Charles A. Sammons Cancer Center, Baylor University Medical Center, Dallas, USA.
Curr Opin Gastroenterol. 2019 Jul;35(4):337-343. doi: 10.1097/MOG.0000000000000542.
The management of esophageal cancer has not changed significantly over the last decade. Survival rates remain poor in locally advanced and metastatic disease. Newer treatment modalities are desperately needed if we are to improve 5-year overall survival rates. Immunotherapeutic strategies hold great promise, but a much greater understanding of the immune microenvironment underlying squamous cell and esophageal adenocarcinoma is needed if we are to exploit the inherent cancer fighting capabilities of each patient's immune system.

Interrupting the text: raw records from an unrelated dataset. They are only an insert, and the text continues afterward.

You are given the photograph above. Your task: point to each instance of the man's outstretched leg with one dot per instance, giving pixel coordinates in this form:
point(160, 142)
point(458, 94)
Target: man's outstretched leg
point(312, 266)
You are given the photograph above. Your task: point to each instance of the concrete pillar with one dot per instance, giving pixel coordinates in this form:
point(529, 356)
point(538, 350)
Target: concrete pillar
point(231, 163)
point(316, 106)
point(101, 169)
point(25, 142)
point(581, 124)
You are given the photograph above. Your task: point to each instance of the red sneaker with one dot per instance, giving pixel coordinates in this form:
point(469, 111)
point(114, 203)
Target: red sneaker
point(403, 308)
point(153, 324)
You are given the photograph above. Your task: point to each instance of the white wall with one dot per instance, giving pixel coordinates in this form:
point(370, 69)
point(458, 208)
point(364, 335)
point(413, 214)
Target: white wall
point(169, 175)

Here we describe current and future predictive biomarkers, provide a synopsis of the most significant trial results to date, and explain pivotal ongoing phase III trials.
Recent findings suggest that esophageal squamous cell carcinoma may be more sensitive to single agent PD-1 inhibition than esophageal adenocarcinoma, and selecting patients according to PD-L1 combined positive score (CPS) of at least 10 or more may predict higher response rate. We await data indicating the optimal immuno-oncology (IO-IO) combinations that will allow more patients to respond, however it is likely that personalized immunotherapy may be required for the majority. At the present time, it is hoped that chemotherapy combined with PD-1 inhibition will be an optimal strategy, but we await confirmation from soon-to-be published phase III trials.

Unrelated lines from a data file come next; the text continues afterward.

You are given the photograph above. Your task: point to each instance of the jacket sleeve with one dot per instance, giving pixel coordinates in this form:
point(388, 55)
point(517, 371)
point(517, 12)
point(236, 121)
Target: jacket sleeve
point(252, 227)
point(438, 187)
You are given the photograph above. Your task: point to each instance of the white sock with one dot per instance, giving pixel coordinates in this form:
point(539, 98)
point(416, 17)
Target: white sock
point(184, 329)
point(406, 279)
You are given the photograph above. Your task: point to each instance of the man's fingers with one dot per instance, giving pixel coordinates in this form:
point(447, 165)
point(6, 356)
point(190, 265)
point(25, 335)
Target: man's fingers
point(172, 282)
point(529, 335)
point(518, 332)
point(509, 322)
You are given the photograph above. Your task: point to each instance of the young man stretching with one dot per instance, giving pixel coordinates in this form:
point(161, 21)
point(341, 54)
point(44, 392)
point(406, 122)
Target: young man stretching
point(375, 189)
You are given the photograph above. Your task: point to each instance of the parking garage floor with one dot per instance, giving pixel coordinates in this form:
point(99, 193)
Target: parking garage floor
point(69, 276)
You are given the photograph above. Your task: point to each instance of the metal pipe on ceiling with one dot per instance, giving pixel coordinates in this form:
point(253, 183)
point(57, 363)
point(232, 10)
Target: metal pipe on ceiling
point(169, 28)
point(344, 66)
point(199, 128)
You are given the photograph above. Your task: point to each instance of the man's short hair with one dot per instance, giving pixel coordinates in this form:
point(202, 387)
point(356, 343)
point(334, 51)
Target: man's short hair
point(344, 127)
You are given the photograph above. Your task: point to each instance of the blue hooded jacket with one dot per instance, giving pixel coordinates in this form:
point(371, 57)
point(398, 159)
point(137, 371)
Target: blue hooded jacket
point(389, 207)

在过去的十年中,食管癌的治疗并未发生显著变化。局部晚期和转移性疾病的生存率仍然较差。如果要提高 5 年总生存率,则迫切需要新的治疗方法。免疫治疗策略具有很大的潜力,但是如果要利用每个患者免疫系统固有的抗癌能力,则需要对鳞状细胞癌和食管腺癌的免疫微环境有更深入的了解。
在这里,我们描述了当前和未来的预测性生物标志物,概述了迄今为止最重要的试验结果,并解释了关键的正在进行的 III 期试验。
最近的发现表明,与食管腺癌相比,食管鳞状细胞癌可能对单药 PD-1 抑制更为敏感,并且根据 PD-L1 联合阳性评分(CPS)≥10 选择患者可能预测更高的反应率。我们正在等待数据表明哪种免疫肿瘤学(IO-IO)联合治疗方案最有效,但是大多数患者可能需要个性化的免疫治疗。目前,希望化疗联合 PD-1 抑制将是一种最佳策略,但我们正在等待即将发表的 III 期试验的结果确认。